4.1. Change in Hydrological Elements

The largest water area of the terminal lake of Tarim River appeared in recent years, mainly due to the following reasons: first, the development of the EWCP in the lower reaches of Tarim River; second, the abundant water conditions of the Che’erchen River in recent years; third, the most stringent water resources management system had been implemented by the river management department.

With the increase in the lake area, the surrounding groundwater level also rose, but there was a certain lag, so the groundwater level could not be restored immediately.

The total water volume of Tarim River is about 45.5 × 10⁸ m³ (monitored by Alar hydrographic station), and it is a fixed value. According to the principle of water balance, if more water is allocated to the upstream, the downstream water quantity will decrease; if more water is allocated to the downstream, the upstream water will be reduced. In the Tarim River basin, where the contradiction of water resources itself is prominent, the additional use of water resources in the upper reaches causes a lack of water in the lower reaches. Considering the rapid decline in the lake area due to it being just a very flat desert lake in the Taklimakan Desert [23] and the maintenance of the area requiring a large amount of water to supply continuously, it is considered that the terminal lake should not be further expanded, and the size of Taitema Lake should be smaller than 500–600 km² at present.

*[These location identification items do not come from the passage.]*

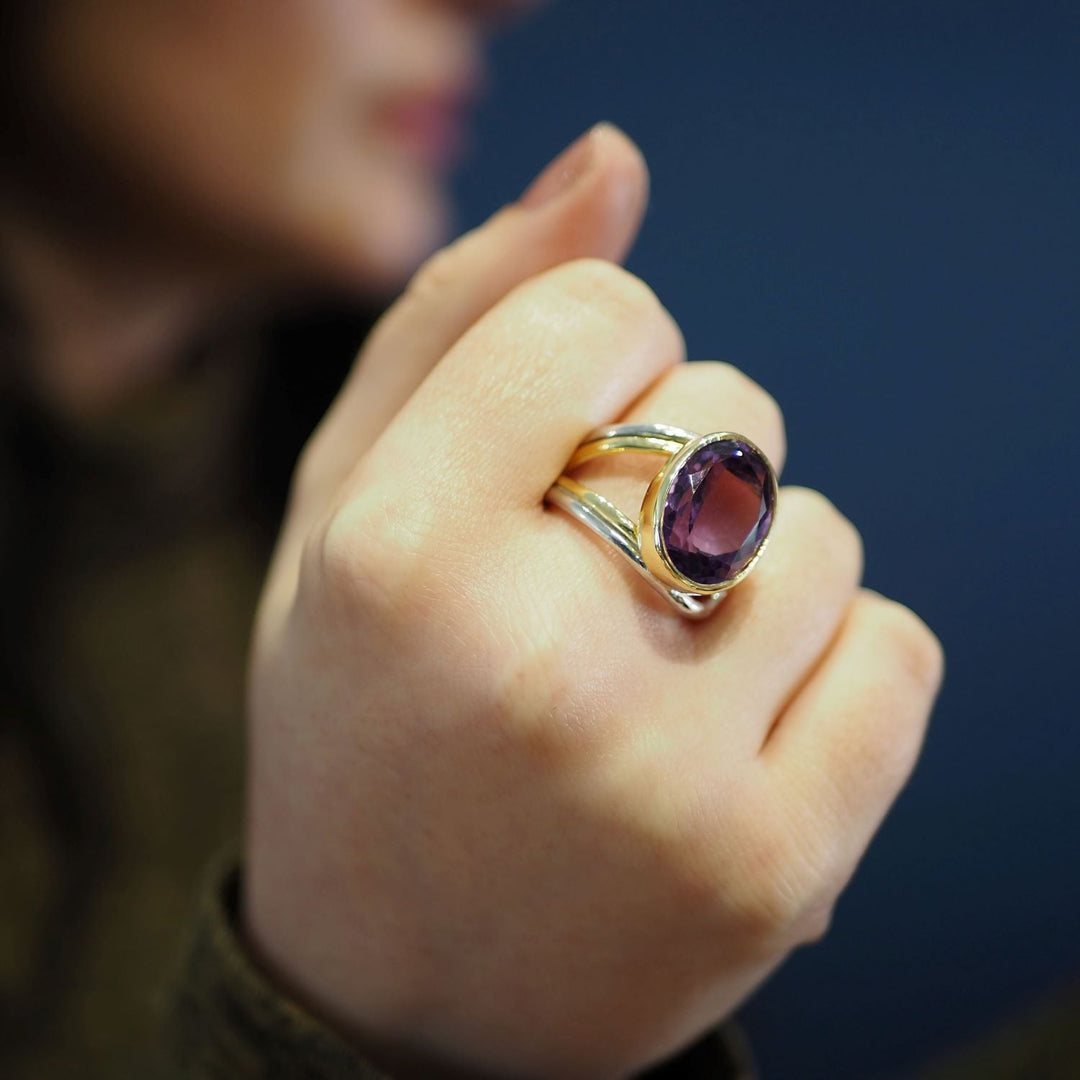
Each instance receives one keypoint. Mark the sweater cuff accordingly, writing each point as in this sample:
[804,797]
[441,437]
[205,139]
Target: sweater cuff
[225,1021]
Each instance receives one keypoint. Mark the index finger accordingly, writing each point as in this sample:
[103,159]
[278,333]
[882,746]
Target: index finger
[495,421]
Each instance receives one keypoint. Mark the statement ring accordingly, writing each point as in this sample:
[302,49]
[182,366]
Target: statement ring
[704,520]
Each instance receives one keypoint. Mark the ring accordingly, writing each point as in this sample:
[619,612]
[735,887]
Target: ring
[705,517]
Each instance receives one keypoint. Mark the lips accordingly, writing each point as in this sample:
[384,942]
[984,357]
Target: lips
[429,125]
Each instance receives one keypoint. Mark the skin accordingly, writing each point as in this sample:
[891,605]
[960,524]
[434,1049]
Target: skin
[484,836]
[530,858]
[190,159]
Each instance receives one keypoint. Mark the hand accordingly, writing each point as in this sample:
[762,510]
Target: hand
[509,813]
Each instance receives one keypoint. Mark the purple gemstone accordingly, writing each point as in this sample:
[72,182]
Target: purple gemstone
[717,512]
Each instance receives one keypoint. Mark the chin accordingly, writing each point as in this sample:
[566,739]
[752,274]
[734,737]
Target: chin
[382,231]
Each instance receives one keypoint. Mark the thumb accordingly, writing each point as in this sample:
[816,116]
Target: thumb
[588,202]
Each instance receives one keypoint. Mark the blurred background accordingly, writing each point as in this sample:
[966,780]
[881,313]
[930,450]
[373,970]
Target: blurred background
[873,208]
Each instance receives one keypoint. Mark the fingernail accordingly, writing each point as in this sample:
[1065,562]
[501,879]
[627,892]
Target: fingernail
[562,173]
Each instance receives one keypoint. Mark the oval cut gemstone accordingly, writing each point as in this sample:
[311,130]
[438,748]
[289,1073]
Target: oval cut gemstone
[718,511]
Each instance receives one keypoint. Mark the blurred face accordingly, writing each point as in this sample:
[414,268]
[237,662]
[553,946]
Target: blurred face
[285,137]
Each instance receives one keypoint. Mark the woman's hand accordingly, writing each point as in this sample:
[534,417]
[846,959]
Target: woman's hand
[509,813]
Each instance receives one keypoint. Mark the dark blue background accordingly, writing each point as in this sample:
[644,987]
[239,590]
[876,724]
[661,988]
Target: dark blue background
[872,207]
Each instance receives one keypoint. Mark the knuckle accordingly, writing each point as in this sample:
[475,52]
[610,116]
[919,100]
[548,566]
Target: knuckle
[834,528]
[910,642]
[362,558]
[765,412]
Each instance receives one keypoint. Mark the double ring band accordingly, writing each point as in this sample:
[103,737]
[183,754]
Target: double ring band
[704,520]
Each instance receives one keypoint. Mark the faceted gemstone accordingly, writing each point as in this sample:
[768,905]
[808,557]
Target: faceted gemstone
[717,512]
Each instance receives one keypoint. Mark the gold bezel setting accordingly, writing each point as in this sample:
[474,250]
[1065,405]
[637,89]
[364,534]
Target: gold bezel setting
[642,542]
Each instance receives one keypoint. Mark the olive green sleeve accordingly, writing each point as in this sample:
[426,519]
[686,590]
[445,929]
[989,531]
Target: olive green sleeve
[226,1022]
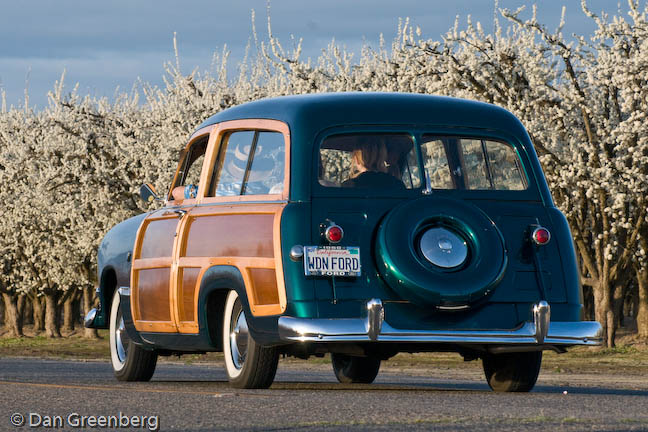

4.2. Response of Vegetation to the Enlarged Water Area

Mainly due to the long period of river cut-off (nearly 30 years), the sharp decrease in the vegetation quantity and the expansion of the sand area under conditions of sandstorm climate, the vegetation coverage of Taitema Lake seldom changed during the early period (2000–2003). After the EWCP had been implemented 20 years, it was found that, with the increase in water inflow, the vegetation area was expanding, with an average annual increase of 13.9 km²/a.

Taitema Lake has been dried up for a long time. Before 2000, there were very few species, and obvious changes were observed in the surface vegetation after ecological water transfer [25]. Within the early stage of the EWCP (before 2006), annual and perennial herbs germinated gradually, and the plant diversity increased significantly, mainly because of the germination of the soil seeds of the local bank [30]. Many studies show that, after vegetation is disturbed, the species diversity increases first, and, as the disturbance continues, the plant diversity decreases [12,24,26,27,28,29,30,31,32,33,34]. The results of this paper showed the same conclusion: under the artificial water delivery disturbance, the species composition and species diversity decreased significantly in the later stage of 2005–2020. Through the Mann-Kendall trend test, the species richness and Pielou evenness index showed a very significant downward trend, so species composition tended to simplify gradually in the later stage.

5. Conclusions

The intra-annual variations in the lake areas were considerable before and after the ecological water conveyance. With the initiation of the EWCP in 2000, the area of Taitema Lake has been increasing annually.

The correlation between the area of Taitema Lake and the discharge of Daxihaizi and the runoff of Che’erchen River is significant, which showed that the larger the amount of the two rivers, the larger the lake surface of Taitema Lake would be.

With the initiation of the ecological water conveyance project in 2000, the growth of the surrounding vegetation has improved: with the increase in water entering the lake and the rise in groundwater level, the water area and vegetation coverage area were expanding, with an average annual increase of 13.9 km²/a.

The species richness and Pielou evenness index in the study area were 9.0 and 0.80 in 2005 but only 2.00 and 0.08 in 2000. The species richness and Pielou evenness index showed a very significant downward trend in the period of 2005 to 2020. Their statistical Z values were −3.05 and −4.10, respectively; the species composition tended to simplify gradually in the late stage.